Monday, June 6, 2022

Exploiting the Wii U's USB Descriptor parsing

In this write-up we're going to take a look at exploiting the Wii U's USB Host Stack. Over the past few months I spent a lot of time reverse engineering USB related things on the Wii U. 

Overview

The Wii U contains an ARM chip running an embedded operating system called IOSU. IOSU consists of several modules which contain device drivers and other components not handled on the main PPC CPU.

The most relevant module for this write-up is IOS-USB, which handles all USB devices which can be plugged into the external USB ports.
IOS-USB contains UHS which is the USB Host Stack of the Wii U.

USB Descriptor parsing

Every USB device contains several descriptors which describe different information about the device to the host. All devices have a device descriptor and several configuration descriptors. Each descriptor has a size and type field.
After plugging in a device, UHS starts with reading and parsing the device descriptor. The device descriptor contains things like the USB version, the Vendor and Product ID of the device, and the amount of config descriptors.
After that all configuration descriptors are read from the device. The configuration descriptor is a bit more complicated than the device descriptor. Instead of having a fixed sized, the configuration can have any size specified in the wTotalLength field of the configuration descriptor. After the configuration descriptor, multiple interface and endpoint descriptors are appended to the configuration.

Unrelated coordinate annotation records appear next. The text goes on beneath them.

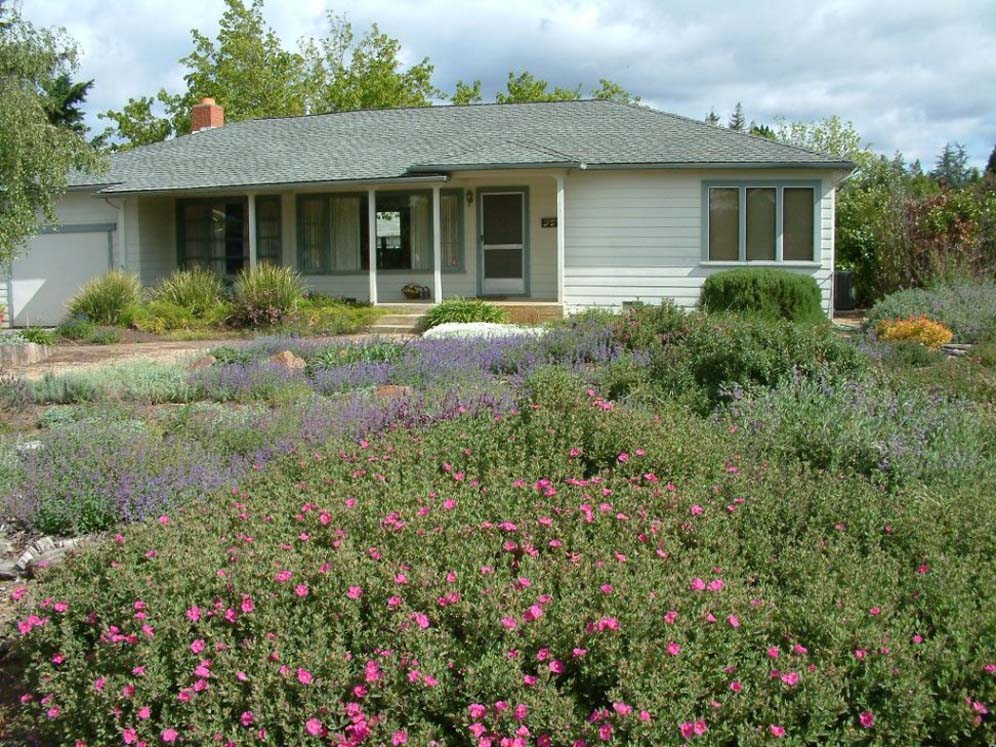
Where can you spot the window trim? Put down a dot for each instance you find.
(458, 193)
(780, 185)
(181, 202)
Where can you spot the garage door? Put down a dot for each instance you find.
(53, 269)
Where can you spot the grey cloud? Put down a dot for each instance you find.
(910, 75)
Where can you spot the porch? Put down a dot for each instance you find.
(406, 318)
(486, 234)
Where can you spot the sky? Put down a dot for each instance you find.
(910, 74)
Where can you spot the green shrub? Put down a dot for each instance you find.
(895, 433)
(37, 335)
(104, 336)
(766, 293)
(265, 296)
(197, 290)
(140, 382)
(713, 354)
(108, 299)
(464, 310)
(646, 326)
(75, 328)
(968, 309)
(321, 315)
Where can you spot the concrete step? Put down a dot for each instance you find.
(394, 329)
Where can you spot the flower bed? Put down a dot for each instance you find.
(571, 574)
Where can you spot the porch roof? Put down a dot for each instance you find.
(392, 144)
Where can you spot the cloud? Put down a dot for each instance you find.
(910, 75)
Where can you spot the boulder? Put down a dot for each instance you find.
(288, 360)
(205, 362)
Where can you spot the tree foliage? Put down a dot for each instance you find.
(247, 70)
(344, 73)
(738, 120)
(37, 152)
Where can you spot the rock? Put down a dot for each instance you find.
(288, 360)
(205, 362)
(393, 391)
(43, 552)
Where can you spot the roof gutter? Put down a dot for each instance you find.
(433, 167)
(243, 188)
(725, 165)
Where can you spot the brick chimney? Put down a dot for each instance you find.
(206, 115)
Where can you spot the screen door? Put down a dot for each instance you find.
(503, 232)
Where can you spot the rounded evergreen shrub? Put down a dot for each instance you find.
(266, 295)
(464, 310)
(764, 292)
(109, 299)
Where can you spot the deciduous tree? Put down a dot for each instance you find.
(36, 154)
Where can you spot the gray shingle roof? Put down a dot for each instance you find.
(398, 143)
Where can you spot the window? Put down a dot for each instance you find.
(760, 223)
(333, 232)
(268, 230)
(214, 233)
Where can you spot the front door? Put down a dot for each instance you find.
(503, 243)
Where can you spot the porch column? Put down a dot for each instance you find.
(253, 247)
(437, 248)
(123, 235)
(372, 233)
(560, 238)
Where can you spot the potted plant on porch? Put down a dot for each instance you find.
(416, 292)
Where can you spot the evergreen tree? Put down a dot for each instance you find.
(991, 164)
(738, 121)
(952, 166)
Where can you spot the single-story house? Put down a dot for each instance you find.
(578, 203)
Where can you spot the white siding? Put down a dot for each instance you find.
(156, 238)
(637, 235)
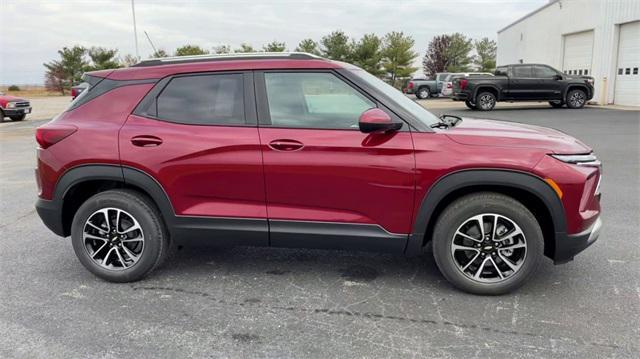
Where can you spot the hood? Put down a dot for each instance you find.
(516, 135)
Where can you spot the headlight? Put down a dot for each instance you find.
(581, 160)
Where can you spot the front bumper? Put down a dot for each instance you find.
(567, 246)
(17, 111)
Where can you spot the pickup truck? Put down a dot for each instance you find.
(524, 82)
(15, 108)
(426, 88)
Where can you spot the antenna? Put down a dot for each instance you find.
(150, 42)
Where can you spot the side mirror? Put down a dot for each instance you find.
(376, 120)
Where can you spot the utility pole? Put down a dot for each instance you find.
(135, 30)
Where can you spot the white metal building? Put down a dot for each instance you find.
(599, 38)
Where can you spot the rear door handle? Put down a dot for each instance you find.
(146, 141)
(286, 145)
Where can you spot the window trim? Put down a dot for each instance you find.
(148, 106)
(262, 102)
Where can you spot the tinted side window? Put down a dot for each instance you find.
(522, 71)
(543, 72)
(203, 100)
(313, 100)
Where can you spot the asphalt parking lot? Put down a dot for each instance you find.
(249, 302)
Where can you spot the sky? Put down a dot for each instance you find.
(31, 32)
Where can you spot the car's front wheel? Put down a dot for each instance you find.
(556, 104)
(119, 236)
(485, 101)
(487, 243)
(423, 93)
(576, 99)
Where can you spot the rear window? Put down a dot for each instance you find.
(203, 100)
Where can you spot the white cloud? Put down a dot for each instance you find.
(32, 31)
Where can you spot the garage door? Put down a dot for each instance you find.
(627, 90)
(578, 53)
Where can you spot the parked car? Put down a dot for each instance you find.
(525, 82)
(15, 108)
(293, 150)
(447, 84)
(424, 88)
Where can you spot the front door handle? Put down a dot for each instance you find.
(286, 145)
(146, 141)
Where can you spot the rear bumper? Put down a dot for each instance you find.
(51, 214)
(567, 246)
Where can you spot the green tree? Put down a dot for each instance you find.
(102, 58)
(336, 46)
(309, 46)
(367, 53)
(66, 72)
(222, 49)
(244, 47)
(190, 50)
(458, 53)
(435, 60)
(397, 58)
(486, 54)
(159, 53)
(275, 46)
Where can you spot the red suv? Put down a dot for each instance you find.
(292, 150)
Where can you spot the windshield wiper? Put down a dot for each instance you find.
(445, 122)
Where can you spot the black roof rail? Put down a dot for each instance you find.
(227, 57)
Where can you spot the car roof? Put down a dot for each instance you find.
(159, 68)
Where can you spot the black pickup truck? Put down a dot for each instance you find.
(524, 82)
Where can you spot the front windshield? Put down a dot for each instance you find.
(419, 112)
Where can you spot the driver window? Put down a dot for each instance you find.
(313, 100)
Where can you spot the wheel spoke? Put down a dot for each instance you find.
(495, 265)
(98, 251)
(124, 264)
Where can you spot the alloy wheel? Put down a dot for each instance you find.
(577, 99)
(113, 238)
(489, 248)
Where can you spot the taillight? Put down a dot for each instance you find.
(463, 84)
(49, 135)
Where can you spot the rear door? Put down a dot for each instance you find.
(522, 84)
(327, 183)
(197, 136)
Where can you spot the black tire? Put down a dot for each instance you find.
(423, 92)
(155, 245)
(18, 118)
(488, 203)
(485, 101)
(556, 104)
(576, 99)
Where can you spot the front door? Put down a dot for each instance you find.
(198, 138)
(327, 183)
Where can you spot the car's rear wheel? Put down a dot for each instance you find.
(18, 118)
(576, 98)
(556, 104)
(423, 93)
(487, 243)
(485, 101)
(119, 236)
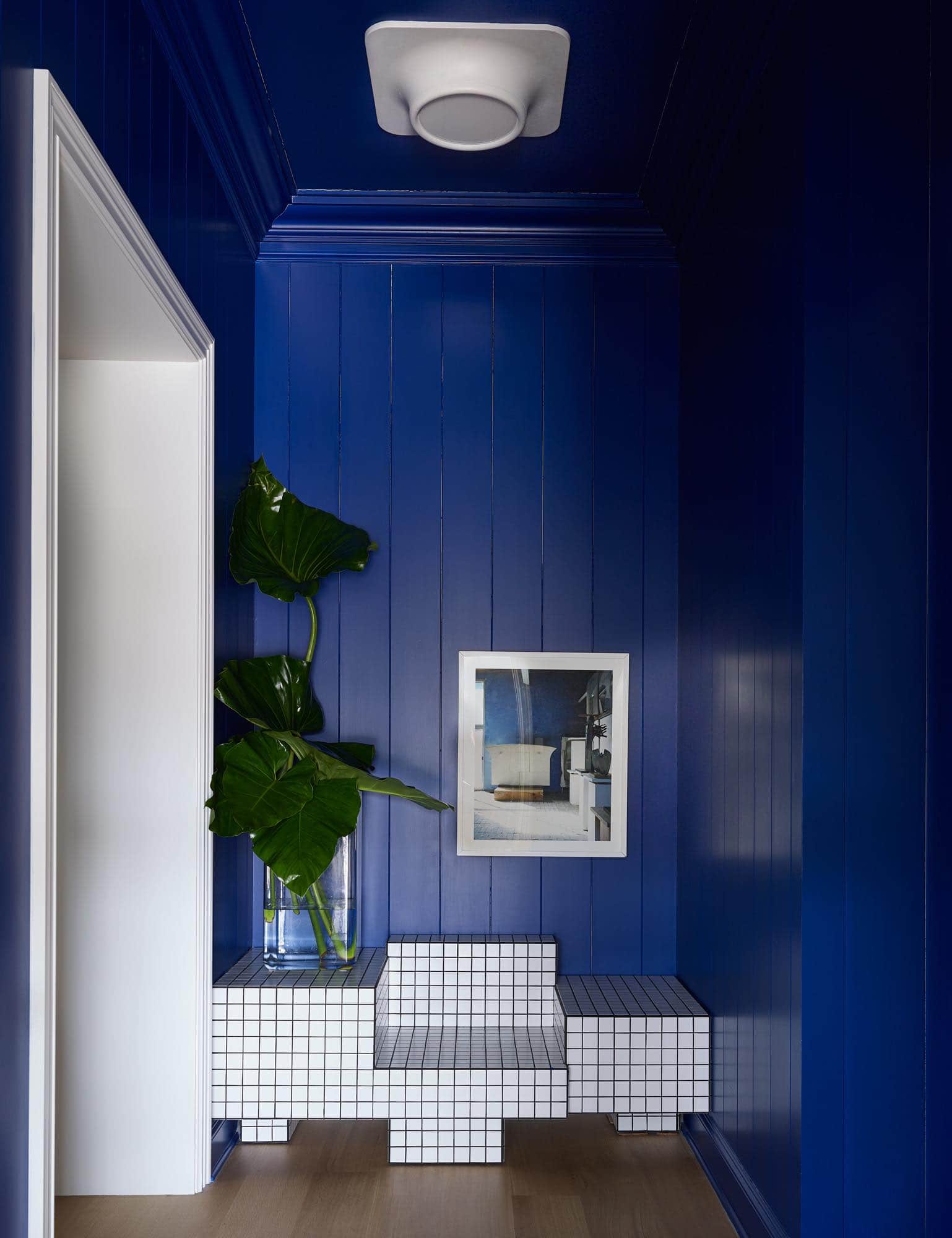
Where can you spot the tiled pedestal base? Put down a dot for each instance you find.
(263, 1131)
(446, 1141)
(448, 1038)
(630, 1123)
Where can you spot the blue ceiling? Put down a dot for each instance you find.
(620, 69)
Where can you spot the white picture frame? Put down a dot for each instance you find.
(506, 803)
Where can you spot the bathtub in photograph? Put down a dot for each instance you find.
(543, 755)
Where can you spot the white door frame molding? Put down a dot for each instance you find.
(60, 141)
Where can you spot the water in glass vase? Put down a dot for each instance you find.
(319, 930)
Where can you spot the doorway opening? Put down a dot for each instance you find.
(122, 678)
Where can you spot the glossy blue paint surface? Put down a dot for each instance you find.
(621, 64)
(740, 746)
(106, 59)
(805, 398)
(939, 842)
(495, 430)
(865, 633)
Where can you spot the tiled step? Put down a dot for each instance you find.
(470, 1049)
(448, 1038)
(472, 981)
(634, 1045)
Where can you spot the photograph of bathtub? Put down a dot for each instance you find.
(521, 715)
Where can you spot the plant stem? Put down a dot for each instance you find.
(341, 949)
(313, 643)
(316, 923)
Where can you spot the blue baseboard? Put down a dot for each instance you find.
(225, 1137)
(750, 1213)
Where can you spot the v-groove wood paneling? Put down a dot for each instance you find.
(509, 438)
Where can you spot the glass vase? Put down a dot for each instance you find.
(320, 930)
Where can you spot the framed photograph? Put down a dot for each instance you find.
(543, 755)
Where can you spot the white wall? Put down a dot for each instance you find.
(129, 782)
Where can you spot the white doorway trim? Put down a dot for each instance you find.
(60, 142)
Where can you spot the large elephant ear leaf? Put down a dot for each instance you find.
(258, 790)
(221, 820)
(360, 756)
(288, 547)
(272, 693)
(331, 768)
(300, 847)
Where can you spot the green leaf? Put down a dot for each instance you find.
(258, 794)
(294, 742)
(361, 756)
(221, 820)
(272, 693)
(288, 547)
(331, 768)
(300, 847)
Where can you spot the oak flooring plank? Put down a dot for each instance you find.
(550, 1216)
(569, 1179)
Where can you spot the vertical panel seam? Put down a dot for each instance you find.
(340, 462)
(492, 497)
(391, 597)
(440, 601)
(592, 612)
(543, 538)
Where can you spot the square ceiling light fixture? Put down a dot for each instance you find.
(467, 86)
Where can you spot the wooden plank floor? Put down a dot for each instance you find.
(573, 1179)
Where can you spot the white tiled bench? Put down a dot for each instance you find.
(449, 1037)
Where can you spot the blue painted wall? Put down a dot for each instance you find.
(740, 654)
(508, 435)
(939, 787)
(804, 538)
(547, 711)
(867, 350)
(107, 61)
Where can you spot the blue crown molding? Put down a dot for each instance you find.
(431, 227)
(726, 50)
(750, 1213)
(212, 59)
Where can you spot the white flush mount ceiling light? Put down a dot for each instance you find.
(467, 86)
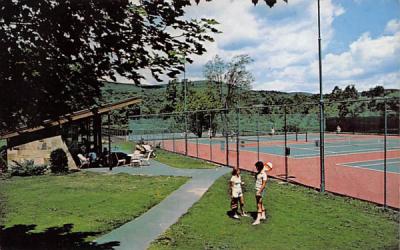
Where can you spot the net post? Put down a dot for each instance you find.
(226, 139)
(237, 136)
(258, 135)
(173, 141)
(321, 103)
(384, 159)
(162, 139)
(186, 130)
(286, 157)
(210, 138)
(197, 138)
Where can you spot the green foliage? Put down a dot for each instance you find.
(56, 51)
(179, 161)
(27, 168)
(58, 161)
(92, 203)
(297, 218)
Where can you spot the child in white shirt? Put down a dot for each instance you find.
(236, 193)
(261, 181)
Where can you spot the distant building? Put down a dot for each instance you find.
(71, 132)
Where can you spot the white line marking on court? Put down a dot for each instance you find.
(387, 159)
(376, 170)
(297, 156)
(376, 164)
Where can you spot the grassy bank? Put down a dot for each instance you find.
(89, 203)
(179, 161)
(298, 218)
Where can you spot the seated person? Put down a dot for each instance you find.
(140, 148)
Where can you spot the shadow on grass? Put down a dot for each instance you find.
(20, 237)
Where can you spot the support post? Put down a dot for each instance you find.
(210, 138)
(384, 159)
(258, 135)
(237, 136)
(286, 156)
(226, 139)
(321, 106)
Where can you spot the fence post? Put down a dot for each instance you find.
(197, 137)
(237, 136)
(162, 139)
(173, 141)
(258, 135)
(226, 139)
(285, 152)
(384, 159)
(186, 126)
(210, 138)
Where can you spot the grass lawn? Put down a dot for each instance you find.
(126, 146)
(179, 161)
(93, 203)
(171, 159)
(298, 218)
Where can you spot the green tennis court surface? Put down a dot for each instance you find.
(337, 148)
(392, 165)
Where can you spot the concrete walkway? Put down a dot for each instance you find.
(139, 233)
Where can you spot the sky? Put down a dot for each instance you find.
(360, 42)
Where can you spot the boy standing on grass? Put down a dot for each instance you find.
(236, 193)
(261, 182)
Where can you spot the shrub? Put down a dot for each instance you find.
(58, 161)
(3, 162)
(27, 168)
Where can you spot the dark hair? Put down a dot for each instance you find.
(259, 165)
(234, 171)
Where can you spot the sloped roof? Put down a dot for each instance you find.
(81, 114)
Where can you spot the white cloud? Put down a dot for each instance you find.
(365, 63)
(393, 26)
(283, 42)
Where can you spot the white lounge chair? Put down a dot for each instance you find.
(120, 162)
(83, 161)
(146, 161)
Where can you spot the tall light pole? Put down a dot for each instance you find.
(185, 101)
(321, 107)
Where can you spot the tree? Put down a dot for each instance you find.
(336, 94)
(232, 75)
(53, 52)
(270, 3)
(201, 121)
(171, 97)
(350, 92)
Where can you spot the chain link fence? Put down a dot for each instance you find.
(361, 143)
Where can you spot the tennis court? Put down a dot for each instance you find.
(392, 165)
(302, 148)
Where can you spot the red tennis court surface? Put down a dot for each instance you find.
(340, 176)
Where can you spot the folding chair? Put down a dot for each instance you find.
(120, 162)
(146, 161)
(83, 161)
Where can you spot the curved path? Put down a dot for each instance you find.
(139, 233)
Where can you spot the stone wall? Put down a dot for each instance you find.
(39, 151)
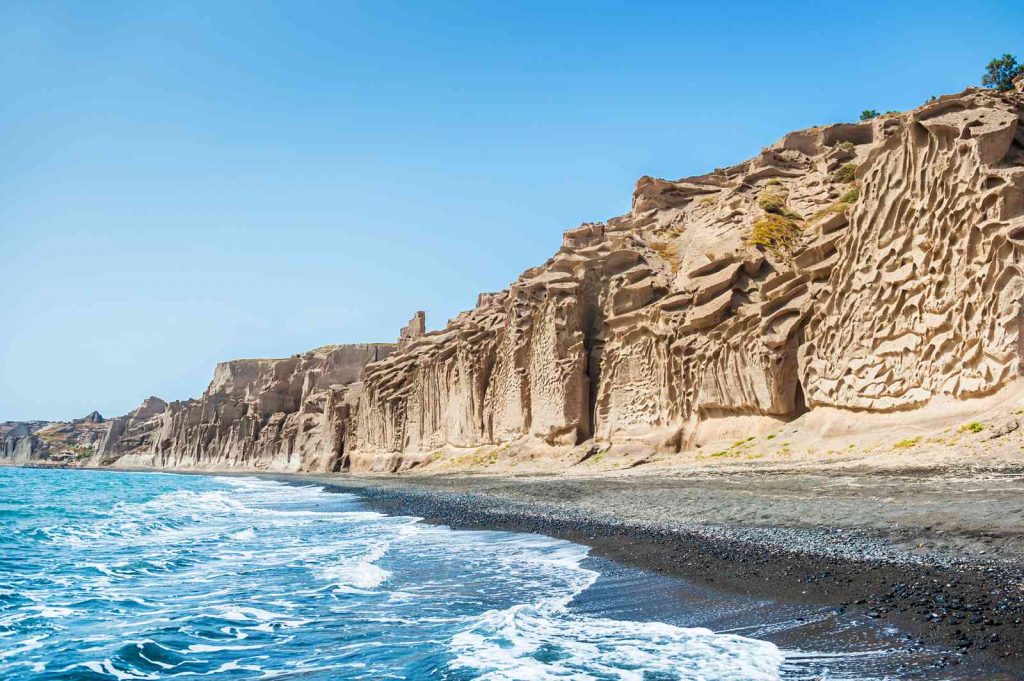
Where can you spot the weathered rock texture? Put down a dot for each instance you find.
(58, 443)
(871, 266)
(285, 415)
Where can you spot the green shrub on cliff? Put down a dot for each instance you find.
(776, 233)
(999, 73)
(847, 173)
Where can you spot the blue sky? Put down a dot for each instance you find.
(190, 182)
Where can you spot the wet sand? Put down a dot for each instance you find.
(931, 561)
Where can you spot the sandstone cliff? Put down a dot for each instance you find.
(854, 268)
(57, 443)
(282, 415)
(864, 267)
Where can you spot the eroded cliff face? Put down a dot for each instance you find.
(868, 267)
(280, 415)
(51, 442)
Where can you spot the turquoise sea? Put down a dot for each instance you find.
(152, 576)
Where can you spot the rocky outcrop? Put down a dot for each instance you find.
(868, 267)
(871, 266)
(282, 415)
(51, 442)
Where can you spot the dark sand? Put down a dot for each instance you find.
(927, 565)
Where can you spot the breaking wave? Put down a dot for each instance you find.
(154, 577)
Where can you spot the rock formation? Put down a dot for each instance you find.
(865, 267)
(56, 443)
(871, 266)
(283, 415)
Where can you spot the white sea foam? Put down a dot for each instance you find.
(545, 640)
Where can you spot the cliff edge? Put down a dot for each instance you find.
(847, 270)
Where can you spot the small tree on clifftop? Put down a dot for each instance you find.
(999, 74)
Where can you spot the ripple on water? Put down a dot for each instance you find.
(244, 578)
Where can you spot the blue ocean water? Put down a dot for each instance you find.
(152, 576)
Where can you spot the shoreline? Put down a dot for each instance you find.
(826, 541)
(971, 609)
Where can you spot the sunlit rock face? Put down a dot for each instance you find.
(283, 415)
(870, 266)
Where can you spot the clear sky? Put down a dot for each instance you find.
(189, 182)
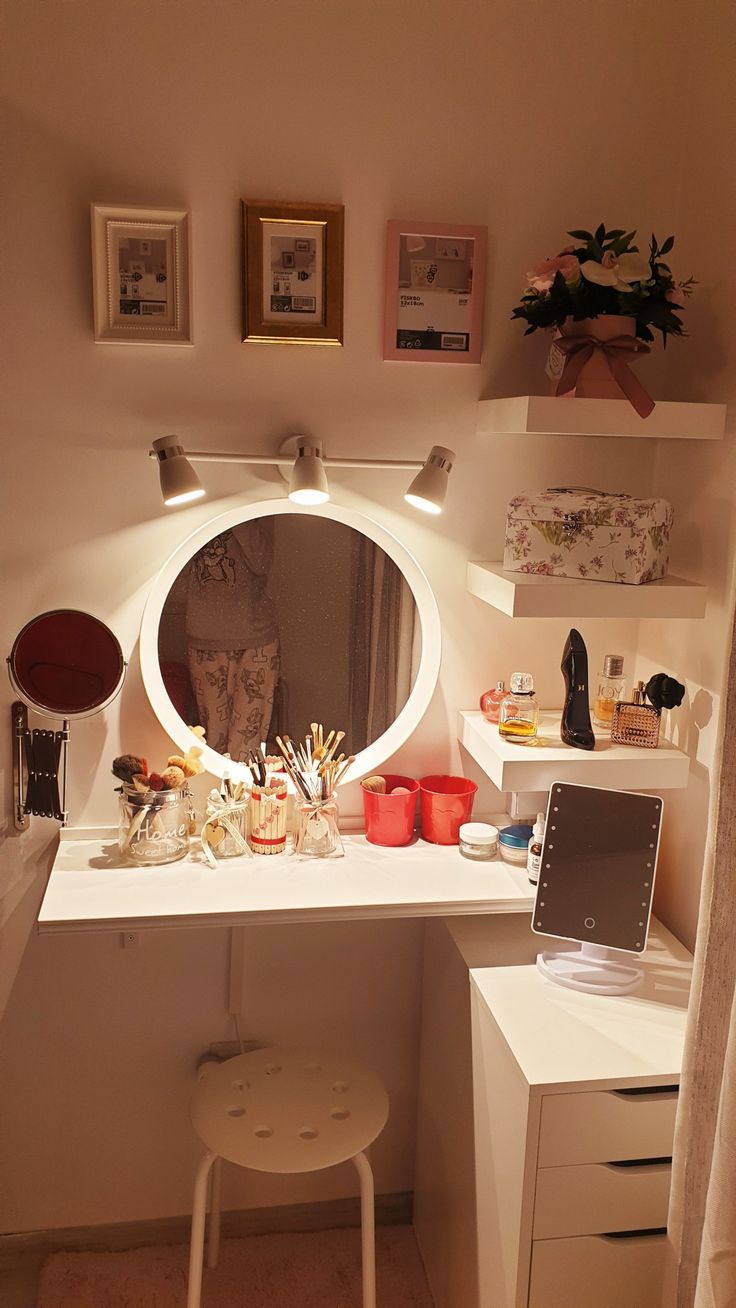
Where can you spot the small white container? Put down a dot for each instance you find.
(479, 840)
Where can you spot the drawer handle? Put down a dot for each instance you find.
(634, 1235)
(639, 1162)
(638, 1091)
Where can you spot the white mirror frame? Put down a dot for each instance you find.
(375, 754)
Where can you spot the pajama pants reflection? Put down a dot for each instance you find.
(234, 695)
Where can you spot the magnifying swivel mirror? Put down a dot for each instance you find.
(64, 665)
(596, 884)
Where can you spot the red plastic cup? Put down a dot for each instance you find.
(445, 805)
(390, 819)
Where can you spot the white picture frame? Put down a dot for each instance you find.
(141, 276)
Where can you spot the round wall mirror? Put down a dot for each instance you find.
(67, 663)
(269, 618)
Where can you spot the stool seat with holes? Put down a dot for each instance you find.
(284, 1111)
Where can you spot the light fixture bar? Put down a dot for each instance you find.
(286, 462)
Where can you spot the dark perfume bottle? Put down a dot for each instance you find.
(575, 726)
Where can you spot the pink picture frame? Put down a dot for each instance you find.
(434, 292)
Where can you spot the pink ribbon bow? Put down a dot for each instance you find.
(578, 349)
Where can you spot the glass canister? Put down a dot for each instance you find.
(225, 828)
(154, 824)
(317, 833)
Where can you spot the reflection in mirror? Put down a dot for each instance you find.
(67, 663)
(284, 620)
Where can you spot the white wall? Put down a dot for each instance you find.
(498, 111)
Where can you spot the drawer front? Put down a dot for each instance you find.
(596, 1198)
(605, 1125)
(598, 1272)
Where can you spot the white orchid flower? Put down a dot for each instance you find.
(617, 271)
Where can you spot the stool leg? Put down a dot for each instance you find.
(368, 1228)
(196, 1243)
(213, 1238)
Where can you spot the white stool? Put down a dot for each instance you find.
(284, 1111)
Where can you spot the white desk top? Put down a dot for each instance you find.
(92, 890)
(562, 1039)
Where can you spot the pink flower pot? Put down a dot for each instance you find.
(595, 379)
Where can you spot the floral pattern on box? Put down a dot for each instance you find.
(590, 535)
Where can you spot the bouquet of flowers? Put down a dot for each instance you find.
(605, 274)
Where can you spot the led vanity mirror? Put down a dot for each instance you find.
(272, 616)
(596, 884)
(63, 665)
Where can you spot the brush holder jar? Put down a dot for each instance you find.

UHS will load up to 32 configurations into memory, and then parses all interface and endpoint descriptors of the first configuration.

The bug

To read the full configuration into a buffer, UHS starts with reading the first 9 bytes of the configuration, which contains the configuration descriptor. It then allocates a buffer from the heap with the total configuration size, which is specified in the wTotalLength field. The full configuration is now read into that buffer.

Since all USB descriptor values are stored as little-endian and the ARM is running as big-endian, some descriptor fields need to be byteswapped.
To byteswap all of the endpoint descriptor fields of the configuration the following code is used. This code usually also parses interface descriptors, which has been left out for simplicity.

The loop goes over all endpoint descriptors and byteswaps them until wTotalLength is reached. So, where's the bug?
UHS doesn't verify that wTotalLength matches the total length of the initially read config descriptor, which was used to determine the buffer size. This means the total length can be larger than the actual configuration, which allows pointing endpoint descriptors past the configuration buffer, causing out of bounds byteswaps.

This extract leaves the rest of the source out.